Return to Article Details Relationship between the inexact Newton method and the continuous analogy of Newton's method

Relationship between the inexact Newton method and the continuous analogy of Newton’s method

T. Zhanlav $^{*}$ , O. Chuluunbaatar $^{*^{§}}$ G. Ankhbayar $^{*}$

January 11, 2012

$^{*}$ School of Mathematics and Computer Science, National University of Mongolia, Ulan-Bator, Mongolia, e-mail: tzhanlav@yahoo.com, chuka@jinr.ru, anxaa $_$ w@yahoo.com.

$^{§}$ Joint Institute for Nuclear Research, Dubna, 141980 Moscow region, Russia.

In this paper we propose two new strategies to determine the forcing terms that allow one to improve the efficiency and robustness of the inexact Newton method. The choices are based on the relationship between the inexact Newton method and the continuous analogy of Newton’s method. With the new forcing terms, the inexact Newton method is locally Q-superlinearly and quadratically convergent. Numerical results are presented to support the effectiveness of the new forcing terms.

MSC. 97N40

Keywords. inexact Newton method, continuous analogy of Newton’s method

1 Introduction

Consider a nonlinear system

F (x) = 0, \eqno (1)

where $F : D \subseteq R^{n} \to R^{n}$ is a continuously differentiable nonlinear mapping. Among all kinds of methods for solving the nonlinear equations (1), the Newton method is perhaps the most elementary, popular and important [ 1 , 2 , 3 , 4 , 5 , 6 ] . One of the advantages of the method is its local quadratic convergence. However, its computational cost is expensive, particularly when the size of the problem is very large, because the Newton equations

F (x_{k}) + F^{'} (x_{k}) s_{k} = 0 \eqno (2)

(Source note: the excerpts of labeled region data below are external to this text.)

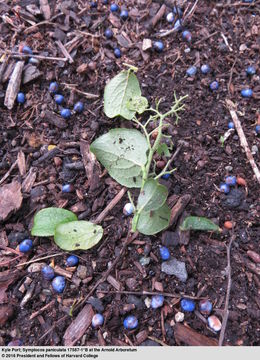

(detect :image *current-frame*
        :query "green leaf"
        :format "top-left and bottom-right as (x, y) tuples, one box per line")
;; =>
(127, 96), (148, 114)
(180, 216), (221, 232)
(104, 70), (141, 120)
(31, 207), (77, 236)
(133, 203), (171, 235)
(54, 220), (103, 251)
(137, 179), (168, 211)
(90, 128), (148, 188)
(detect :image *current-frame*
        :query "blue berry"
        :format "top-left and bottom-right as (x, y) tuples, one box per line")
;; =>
(51, 276), (66, 294)
(182, 30), (192, 42)
(181, 299), (195, 312)
(49, 81), (59, 94)
(73, 101), (84, 114)
(162, 174), (171, 180)
(219, 183), (230, 194)
(54, 94), (64, 105)
(42, 265), (55, 280)
(209, 80), (219, 91)
(166, 12), (174, 24)
(110, 4), (119, 12)
(16, 92), (25, 104)
(228, 121), (235, 129)
(124, 315), (138, 330)
(66, 255), (79, 267)
(153, 40), (164, 52)
(246, 66), (256, 75)
(120, 10), (128, 20)
(160, 246), (171, 260)
(19, 239), (33, 253)
(151, 295), (164, 309)
(199, 300), (213, 315)
(60, 109), (71, 119)
(186, 66), (197, 76)
(241, 89), (253, 98)
(92, 314), (104, 327)
(105, 29), (114, 39)
(200, 64), (210, 74)
(123, 203), (134, 216)
(61, 184), (74, 193)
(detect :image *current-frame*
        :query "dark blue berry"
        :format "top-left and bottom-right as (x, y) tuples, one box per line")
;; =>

should be solved at each iteration step. To reduce the computational cost of the Newton method, Dembo, Eisenstat and Steihaug [ 7 ] proposed an inexact Newton (IN) method,

F^{'} (x_{k}) {\bar{s}}_{k} = - F (x_{k}) + r_{k},

x_{k + 1} = x_{k} + {\bar{s}}_{k}, k = 0, 1, \dots, x_{0} \in D . \eqno (3)

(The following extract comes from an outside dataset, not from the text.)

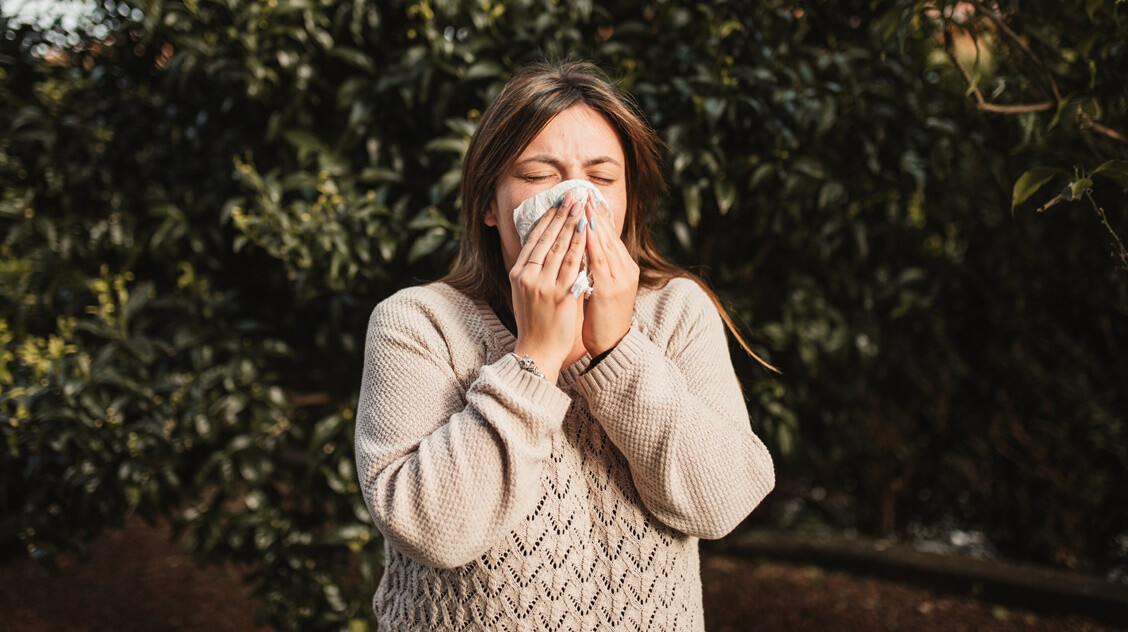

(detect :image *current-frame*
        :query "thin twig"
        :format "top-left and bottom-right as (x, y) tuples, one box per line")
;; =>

The terms $r_{k} \in R^{n}$ represent the residuals of the approximate solutions ${\bar{s}}_{k}$ of the Newton equation (2), i.e., inexactly solve the Newton equation (2) and obtain a step ${\bar{s}}_{k}$ such that

‖ r_{k} ‖ = ‖ F (x_{k}) + F^{'} (x_{k}) {\bar{s}}_{k} ‖ \leq η_{k} ‖ F (x_{k}) ‖, \eqno (4)

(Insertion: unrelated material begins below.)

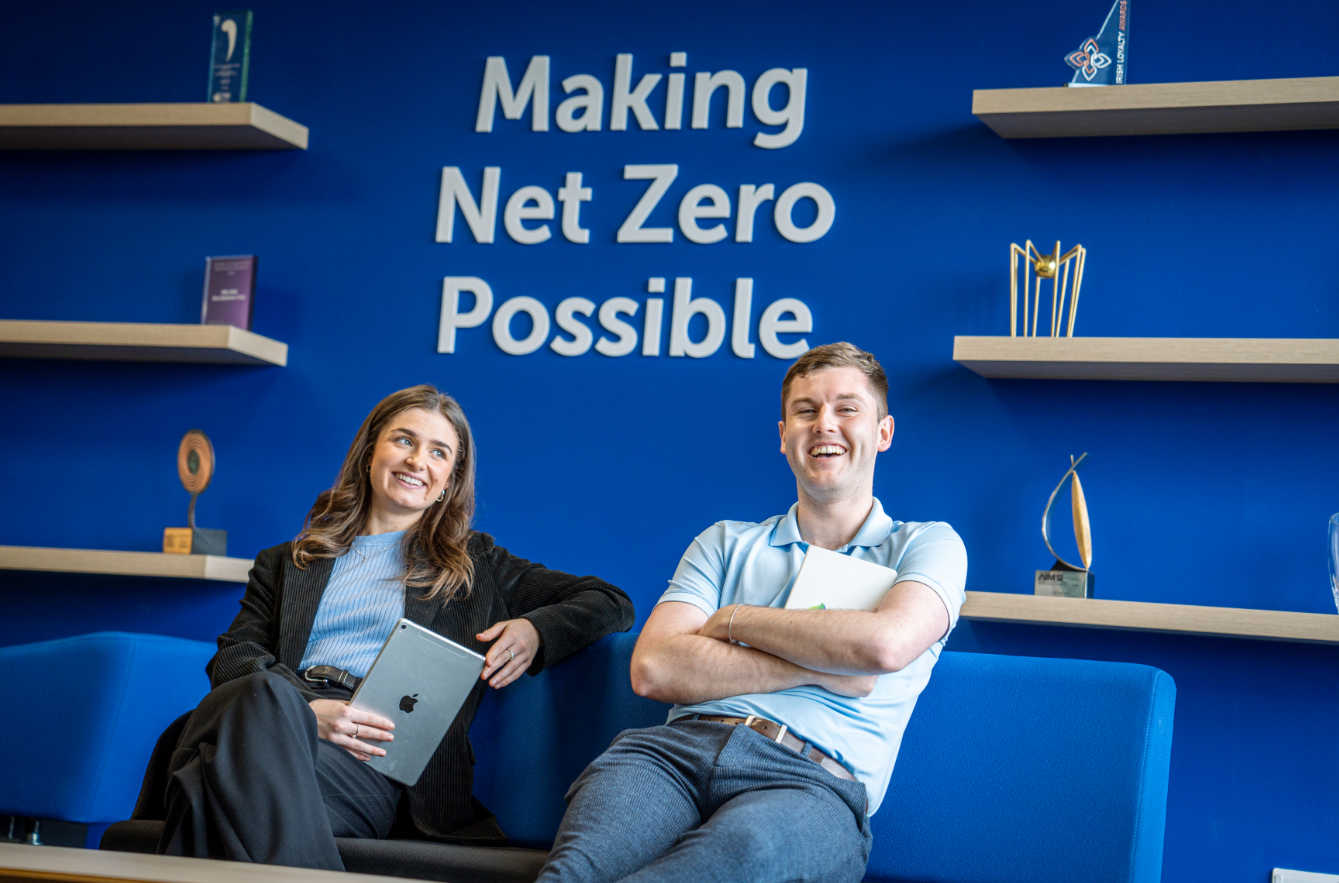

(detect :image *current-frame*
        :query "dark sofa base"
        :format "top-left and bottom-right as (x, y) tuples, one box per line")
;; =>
(100, 821), (549, 883)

where $η_{k} \in [0, 1)$ is the forcing term. In each iteration step of the IN method, a real number $η_{k}$ should be chosen first, and then an IN step ${\bar{s}}_{k}$ is obtained by solving the Newton equations approximately with an efficient iteration solver for systems of linear equations. The forcing terms play an important role both in reducing the residuals of Newton equations and in increasing accuracy of the method. In particular, if $η_{k} = 0$ for all $k$ , then the IN method reduces to the Newton method. The IN method, like the Newton method, is locally convergent.

Theorem 1.1

[ 7 ] . Assume that the IN iterates converge to $x^{*}$ . Then the convergence is superlinear if and only if

‖ r_{k} ‖ = o (‖ F (x_{k}) ‖) a s k \to \infty . \eqno (5)

Theorem 1.2

[ 7 ] . Given $η_{k} \leq \overset{―}{η} < t < 1, k = 0, 1, \dots$ there exists $ε > 0$ such that for any initial approximation $x_{0}$ with $‖ x_{0} - x^{*} ‖ \leq ε,$ the sequence of the IN iteration $x_{k}$ satisfying (4) converges to $x^{*}$ . Moreover, the convergence is linear in the sense that

‖ x_{k + 1} - x^{*} ‖_{*} \leq t ‖ x_{k} - x^{*} ‖_{*}, k = 0, 1, \dots, \eqno (6)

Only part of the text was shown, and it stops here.